A partner with Weil, Gotshal & Manges apparently missed an opinion telling his law firm that incorporating an argument by reference can’t be used to exceed word-count limits in briefs, according to the U.S. Court of Appeals for the Federal Circuit.

The partner, Mark Perry, would have exceeded limits by more than 1,300 words if he had been allowed to “incorporate by reference” nearly 2,000 words from a prior brief in a related case, the Federal Circuit said in its Feb. 16 order, issued sua sponte.

Reuters, Law360 and IPWatchdog have coverage.
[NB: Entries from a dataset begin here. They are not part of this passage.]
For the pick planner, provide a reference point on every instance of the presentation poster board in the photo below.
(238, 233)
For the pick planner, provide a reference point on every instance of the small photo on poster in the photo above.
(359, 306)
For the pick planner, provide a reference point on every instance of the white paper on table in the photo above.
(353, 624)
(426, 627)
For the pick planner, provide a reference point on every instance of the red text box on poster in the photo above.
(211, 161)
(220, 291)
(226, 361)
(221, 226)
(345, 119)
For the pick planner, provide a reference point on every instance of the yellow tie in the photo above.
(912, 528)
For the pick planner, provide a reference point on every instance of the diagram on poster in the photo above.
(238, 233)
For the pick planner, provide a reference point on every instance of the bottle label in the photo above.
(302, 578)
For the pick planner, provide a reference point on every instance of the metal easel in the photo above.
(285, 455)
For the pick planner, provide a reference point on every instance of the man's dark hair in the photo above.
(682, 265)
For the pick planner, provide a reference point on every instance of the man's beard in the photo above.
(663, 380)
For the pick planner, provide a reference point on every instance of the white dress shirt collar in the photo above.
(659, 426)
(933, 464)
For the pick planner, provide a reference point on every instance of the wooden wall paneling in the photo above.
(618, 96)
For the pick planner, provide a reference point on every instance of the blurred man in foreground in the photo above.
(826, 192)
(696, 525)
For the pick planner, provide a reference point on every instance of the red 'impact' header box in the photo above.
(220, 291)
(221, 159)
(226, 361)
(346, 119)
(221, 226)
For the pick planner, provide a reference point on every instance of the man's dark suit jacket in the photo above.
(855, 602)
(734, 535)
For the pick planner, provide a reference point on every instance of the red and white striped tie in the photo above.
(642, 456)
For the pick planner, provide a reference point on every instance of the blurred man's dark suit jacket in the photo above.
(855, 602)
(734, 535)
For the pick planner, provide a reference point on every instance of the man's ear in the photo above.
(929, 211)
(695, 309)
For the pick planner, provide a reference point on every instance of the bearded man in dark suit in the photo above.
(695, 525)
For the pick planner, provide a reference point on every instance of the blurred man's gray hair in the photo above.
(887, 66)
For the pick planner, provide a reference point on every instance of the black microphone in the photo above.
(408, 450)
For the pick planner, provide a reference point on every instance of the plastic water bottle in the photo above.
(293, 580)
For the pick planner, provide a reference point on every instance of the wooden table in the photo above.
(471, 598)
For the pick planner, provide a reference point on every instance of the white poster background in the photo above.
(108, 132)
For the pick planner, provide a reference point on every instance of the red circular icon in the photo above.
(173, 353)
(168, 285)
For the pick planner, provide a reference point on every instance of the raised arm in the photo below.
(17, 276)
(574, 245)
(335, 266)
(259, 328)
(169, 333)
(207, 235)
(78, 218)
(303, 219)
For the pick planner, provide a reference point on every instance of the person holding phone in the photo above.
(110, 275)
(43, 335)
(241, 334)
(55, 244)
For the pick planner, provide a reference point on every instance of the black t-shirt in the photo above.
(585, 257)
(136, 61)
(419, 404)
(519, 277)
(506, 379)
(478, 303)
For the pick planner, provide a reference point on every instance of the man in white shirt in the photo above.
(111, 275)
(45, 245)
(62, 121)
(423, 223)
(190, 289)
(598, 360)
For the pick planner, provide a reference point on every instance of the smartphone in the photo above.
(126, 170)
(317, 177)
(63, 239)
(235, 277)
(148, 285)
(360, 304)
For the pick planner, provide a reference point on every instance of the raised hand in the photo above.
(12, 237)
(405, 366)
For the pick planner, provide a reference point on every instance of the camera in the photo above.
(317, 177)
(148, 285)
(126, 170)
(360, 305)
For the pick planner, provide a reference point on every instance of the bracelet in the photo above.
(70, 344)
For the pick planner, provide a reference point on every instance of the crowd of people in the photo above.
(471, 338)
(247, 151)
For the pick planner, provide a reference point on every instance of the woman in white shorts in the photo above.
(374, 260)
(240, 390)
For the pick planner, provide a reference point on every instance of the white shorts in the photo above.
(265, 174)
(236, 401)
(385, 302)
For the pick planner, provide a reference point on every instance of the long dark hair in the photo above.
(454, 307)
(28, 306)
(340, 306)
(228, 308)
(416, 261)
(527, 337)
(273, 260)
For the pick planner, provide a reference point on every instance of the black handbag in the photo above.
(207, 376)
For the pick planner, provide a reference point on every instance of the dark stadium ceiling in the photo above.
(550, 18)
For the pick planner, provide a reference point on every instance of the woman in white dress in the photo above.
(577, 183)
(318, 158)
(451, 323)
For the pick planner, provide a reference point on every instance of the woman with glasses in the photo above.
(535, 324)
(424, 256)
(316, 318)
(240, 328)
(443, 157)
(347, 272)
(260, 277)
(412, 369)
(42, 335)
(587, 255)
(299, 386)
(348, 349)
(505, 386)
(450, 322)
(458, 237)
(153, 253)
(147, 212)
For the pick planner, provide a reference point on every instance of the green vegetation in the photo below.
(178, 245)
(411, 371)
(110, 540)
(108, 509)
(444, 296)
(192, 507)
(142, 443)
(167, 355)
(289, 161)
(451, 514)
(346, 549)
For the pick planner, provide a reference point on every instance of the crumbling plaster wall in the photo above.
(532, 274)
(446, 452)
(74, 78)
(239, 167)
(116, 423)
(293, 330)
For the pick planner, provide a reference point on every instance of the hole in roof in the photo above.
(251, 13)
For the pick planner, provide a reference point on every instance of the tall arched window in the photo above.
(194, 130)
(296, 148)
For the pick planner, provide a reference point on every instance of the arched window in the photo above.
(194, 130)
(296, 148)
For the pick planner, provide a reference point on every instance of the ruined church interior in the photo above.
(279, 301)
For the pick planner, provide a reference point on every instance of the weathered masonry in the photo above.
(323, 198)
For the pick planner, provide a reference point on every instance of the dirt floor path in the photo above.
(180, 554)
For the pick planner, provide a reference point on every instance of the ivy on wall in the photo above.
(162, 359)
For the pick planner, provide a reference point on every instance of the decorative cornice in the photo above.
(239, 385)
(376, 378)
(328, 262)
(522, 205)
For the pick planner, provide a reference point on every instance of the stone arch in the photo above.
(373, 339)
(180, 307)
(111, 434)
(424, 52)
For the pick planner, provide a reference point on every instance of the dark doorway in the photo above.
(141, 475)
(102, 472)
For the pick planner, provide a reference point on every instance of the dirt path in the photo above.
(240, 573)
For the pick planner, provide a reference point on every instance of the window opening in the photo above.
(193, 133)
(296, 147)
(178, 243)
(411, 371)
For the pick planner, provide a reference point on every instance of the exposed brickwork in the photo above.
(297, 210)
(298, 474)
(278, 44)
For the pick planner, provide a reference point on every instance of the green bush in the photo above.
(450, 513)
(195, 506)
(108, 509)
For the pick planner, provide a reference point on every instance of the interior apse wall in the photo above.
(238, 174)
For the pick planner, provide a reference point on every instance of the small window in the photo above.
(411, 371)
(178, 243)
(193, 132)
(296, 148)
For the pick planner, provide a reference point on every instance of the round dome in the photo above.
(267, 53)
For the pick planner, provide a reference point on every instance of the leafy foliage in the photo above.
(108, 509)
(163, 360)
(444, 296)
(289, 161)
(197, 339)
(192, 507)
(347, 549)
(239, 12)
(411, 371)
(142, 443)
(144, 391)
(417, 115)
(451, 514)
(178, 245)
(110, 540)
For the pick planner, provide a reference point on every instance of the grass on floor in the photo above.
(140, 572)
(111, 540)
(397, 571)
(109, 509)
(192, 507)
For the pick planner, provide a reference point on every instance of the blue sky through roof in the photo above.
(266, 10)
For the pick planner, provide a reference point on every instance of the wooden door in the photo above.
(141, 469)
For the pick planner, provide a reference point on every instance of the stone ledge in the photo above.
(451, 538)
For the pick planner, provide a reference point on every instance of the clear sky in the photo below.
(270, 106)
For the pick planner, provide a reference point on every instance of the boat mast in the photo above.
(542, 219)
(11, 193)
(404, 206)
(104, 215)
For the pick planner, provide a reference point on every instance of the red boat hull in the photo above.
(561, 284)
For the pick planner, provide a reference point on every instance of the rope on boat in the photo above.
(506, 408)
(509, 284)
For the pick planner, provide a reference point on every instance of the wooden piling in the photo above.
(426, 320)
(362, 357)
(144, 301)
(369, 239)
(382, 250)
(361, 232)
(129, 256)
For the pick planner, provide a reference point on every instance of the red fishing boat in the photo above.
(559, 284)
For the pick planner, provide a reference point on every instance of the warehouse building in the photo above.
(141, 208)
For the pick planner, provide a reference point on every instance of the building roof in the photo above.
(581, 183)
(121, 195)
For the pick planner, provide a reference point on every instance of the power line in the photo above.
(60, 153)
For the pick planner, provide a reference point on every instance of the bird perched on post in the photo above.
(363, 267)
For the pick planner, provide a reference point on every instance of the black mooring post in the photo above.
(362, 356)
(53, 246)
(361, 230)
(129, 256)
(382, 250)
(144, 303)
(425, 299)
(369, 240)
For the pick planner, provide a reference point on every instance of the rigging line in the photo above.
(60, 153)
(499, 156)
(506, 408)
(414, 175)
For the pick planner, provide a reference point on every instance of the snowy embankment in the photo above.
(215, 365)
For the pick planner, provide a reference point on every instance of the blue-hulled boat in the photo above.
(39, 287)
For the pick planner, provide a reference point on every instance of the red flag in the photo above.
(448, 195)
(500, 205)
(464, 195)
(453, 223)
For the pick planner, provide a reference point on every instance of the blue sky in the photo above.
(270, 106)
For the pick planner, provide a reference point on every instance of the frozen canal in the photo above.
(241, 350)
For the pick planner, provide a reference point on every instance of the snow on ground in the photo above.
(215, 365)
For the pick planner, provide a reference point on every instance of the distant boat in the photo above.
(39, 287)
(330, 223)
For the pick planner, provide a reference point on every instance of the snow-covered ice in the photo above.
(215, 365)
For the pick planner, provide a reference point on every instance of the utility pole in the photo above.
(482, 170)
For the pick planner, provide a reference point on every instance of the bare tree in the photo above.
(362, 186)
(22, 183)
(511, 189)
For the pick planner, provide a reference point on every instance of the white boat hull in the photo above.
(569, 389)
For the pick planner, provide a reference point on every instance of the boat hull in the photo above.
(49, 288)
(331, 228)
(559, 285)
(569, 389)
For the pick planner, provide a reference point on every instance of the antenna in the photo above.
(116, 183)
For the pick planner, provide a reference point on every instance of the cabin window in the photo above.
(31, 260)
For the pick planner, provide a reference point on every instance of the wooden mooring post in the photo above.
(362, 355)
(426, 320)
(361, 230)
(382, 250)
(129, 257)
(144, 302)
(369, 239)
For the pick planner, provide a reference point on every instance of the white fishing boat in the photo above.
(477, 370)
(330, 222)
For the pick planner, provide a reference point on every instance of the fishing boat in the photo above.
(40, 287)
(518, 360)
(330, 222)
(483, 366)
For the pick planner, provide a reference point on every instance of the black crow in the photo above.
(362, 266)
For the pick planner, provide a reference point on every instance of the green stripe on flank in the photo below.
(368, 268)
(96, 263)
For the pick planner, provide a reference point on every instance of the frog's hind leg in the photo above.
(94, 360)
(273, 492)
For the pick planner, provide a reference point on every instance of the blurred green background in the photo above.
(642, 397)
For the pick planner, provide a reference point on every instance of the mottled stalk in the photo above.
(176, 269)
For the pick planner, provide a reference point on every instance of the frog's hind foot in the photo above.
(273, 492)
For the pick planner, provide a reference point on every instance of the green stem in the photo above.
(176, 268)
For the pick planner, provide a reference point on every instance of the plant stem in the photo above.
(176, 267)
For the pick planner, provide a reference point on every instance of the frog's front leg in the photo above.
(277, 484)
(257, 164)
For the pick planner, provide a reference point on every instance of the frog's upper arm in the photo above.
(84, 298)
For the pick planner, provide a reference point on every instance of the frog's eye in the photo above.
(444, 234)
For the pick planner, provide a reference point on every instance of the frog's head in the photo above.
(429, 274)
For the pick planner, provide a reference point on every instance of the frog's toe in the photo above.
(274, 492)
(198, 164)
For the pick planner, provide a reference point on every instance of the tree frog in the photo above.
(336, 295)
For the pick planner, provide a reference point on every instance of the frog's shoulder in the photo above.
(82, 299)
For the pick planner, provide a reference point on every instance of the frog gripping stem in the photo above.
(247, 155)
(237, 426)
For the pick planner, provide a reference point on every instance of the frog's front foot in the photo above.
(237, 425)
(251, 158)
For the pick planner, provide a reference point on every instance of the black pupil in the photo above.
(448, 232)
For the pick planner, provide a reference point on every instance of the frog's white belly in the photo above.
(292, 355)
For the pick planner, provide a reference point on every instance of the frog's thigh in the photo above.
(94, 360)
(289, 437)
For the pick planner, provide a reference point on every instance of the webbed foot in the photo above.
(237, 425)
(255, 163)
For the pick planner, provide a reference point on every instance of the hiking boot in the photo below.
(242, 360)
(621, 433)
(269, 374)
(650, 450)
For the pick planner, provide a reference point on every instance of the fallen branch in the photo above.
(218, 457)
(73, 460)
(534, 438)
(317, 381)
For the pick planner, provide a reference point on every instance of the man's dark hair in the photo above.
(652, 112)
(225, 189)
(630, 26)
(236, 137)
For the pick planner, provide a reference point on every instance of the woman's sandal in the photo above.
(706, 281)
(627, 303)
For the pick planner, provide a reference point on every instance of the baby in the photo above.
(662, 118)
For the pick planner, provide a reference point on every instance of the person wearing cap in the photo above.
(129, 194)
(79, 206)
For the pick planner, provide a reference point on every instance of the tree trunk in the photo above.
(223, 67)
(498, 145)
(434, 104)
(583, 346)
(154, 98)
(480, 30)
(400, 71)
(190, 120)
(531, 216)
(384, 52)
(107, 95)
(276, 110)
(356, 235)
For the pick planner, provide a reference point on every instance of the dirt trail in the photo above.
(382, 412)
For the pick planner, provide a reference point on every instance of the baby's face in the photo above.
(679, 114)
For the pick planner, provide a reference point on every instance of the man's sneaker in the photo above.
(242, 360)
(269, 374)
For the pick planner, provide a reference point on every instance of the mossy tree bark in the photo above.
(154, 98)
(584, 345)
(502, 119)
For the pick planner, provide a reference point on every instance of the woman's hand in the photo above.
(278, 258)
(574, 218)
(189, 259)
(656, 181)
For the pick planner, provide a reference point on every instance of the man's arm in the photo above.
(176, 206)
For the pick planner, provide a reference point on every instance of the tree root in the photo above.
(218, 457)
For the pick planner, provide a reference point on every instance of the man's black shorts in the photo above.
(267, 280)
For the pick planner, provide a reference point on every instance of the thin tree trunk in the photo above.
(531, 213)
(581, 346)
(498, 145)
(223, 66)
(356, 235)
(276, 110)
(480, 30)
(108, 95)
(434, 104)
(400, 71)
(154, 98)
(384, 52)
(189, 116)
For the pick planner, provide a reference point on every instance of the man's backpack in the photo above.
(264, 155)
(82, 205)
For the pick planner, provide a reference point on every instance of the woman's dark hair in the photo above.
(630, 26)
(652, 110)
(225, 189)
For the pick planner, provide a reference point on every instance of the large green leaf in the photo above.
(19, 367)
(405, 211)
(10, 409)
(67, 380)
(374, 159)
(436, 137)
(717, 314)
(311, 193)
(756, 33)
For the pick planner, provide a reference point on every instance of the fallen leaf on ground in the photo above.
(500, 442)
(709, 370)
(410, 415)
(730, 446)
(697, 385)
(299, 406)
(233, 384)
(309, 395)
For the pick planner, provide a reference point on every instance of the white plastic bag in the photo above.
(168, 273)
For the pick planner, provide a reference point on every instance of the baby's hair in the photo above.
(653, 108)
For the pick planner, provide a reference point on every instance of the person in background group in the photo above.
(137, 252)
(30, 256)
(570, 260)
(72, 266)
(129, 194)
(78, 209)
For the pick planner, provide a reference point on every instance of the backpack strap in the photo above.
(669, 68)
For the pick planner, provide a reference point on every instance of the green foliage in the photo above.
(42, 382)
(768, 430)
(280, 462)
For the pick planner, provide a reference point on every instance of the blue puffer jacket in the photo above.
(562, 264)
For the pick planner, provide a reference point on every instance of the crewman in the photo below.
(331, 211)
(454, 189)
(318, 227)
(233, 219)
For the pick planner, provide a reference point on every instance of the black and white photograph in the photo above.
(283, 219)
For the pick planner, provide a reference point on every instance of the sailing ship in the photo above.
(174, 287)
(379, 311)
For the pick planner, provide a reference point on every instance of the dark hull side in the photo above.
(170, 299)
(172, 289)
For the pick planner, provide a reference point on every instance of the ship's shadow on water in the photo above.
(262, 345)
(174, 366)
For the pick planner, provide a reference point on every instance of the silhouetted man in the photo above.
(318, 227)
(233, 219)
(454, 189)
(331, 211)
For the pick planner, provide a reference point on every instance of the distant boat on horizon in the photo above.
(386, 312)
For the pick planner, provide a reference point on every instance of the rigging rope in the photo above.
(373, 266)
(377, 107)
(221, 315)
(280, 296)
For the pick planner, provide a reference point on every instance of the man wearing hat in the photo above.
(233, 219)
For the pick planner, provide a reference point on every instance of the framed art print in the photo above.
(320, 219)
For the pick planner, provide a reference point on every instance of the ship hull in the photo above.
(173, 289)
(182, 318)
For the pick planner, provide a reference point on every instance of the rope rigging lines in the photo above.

When opposing lawyers objected to the attempt to incorporate the material by reference, citing the prior case involving Weil, Perry “chose to do nothing,” the Federal Circuit said.

The better course, when it becomes apparent that a lawyer has violated a court order, would be to bring it to the court’s attention and withdraw the improper argument, the Federal Circuit said.

Instead, Perry had argued that the Federal Circuit never ruled on incorporating an argument by reference when it involves the same party’s brief in a companion appeal.

The position “is unreasonable given this court’s prior opinions,” the Federal Circuit said.

“Since appellee has made this argument, it gets this order,” the appeals court said.

Perry had argued that his intent was to “enhance efficiency,” “streamline the briefing,” and “save the time and resources of the court.” The Federal Circuit said those goals were not served.

“Requiring the court to cross-reference arguments from multiple briefs in multiple, separate cases does not increase efficiency nor does exceeding the word count. But we accept this mistake was made in good faith,” the appeals court said.

The prior case involving Weil is Microsoft Corp. v. DataTern Inc., a 2014 decision. The Federal Circuit also cited a 2023 decision, Medtronic Inc. v. Teleflex Life Sciences Ltd.

“We hoped not to have to write this order,” the appeals court said. “Rule 28 of the Federal Rules of Appellate Procedure seems clear. Microsoft seems clear. Medtronic seems clear. These cases hold it is improper to exceed the word count through incorporation by reference.”

According to coverage by IPWatchdog, Rule 28 limits most references in appellate briefs to documents that are part of the intrinsic record of the case. Parties may also adopt part of another brief by reference in appeals with multiple appellants or appellees.

Perry’s incorporation by reference was part of a footnote.

“In retrospect, it would have been better not to have included it,” he said in his supplemental brief arguing against sanctions.

The Federal Circuit did not sanction Perry but said “future litigants should appreciate” that future violations will likely result in sanctions.

The appeals court’s order was issued in in patent infringement litigation between Comcast Cable Communications and the Promptu Systems Corp., a speech-recognition technology company. Perry represents Comcast in four related appeals.

Perry and Weil did not immediately respond to an ABA Journal email requesting comment.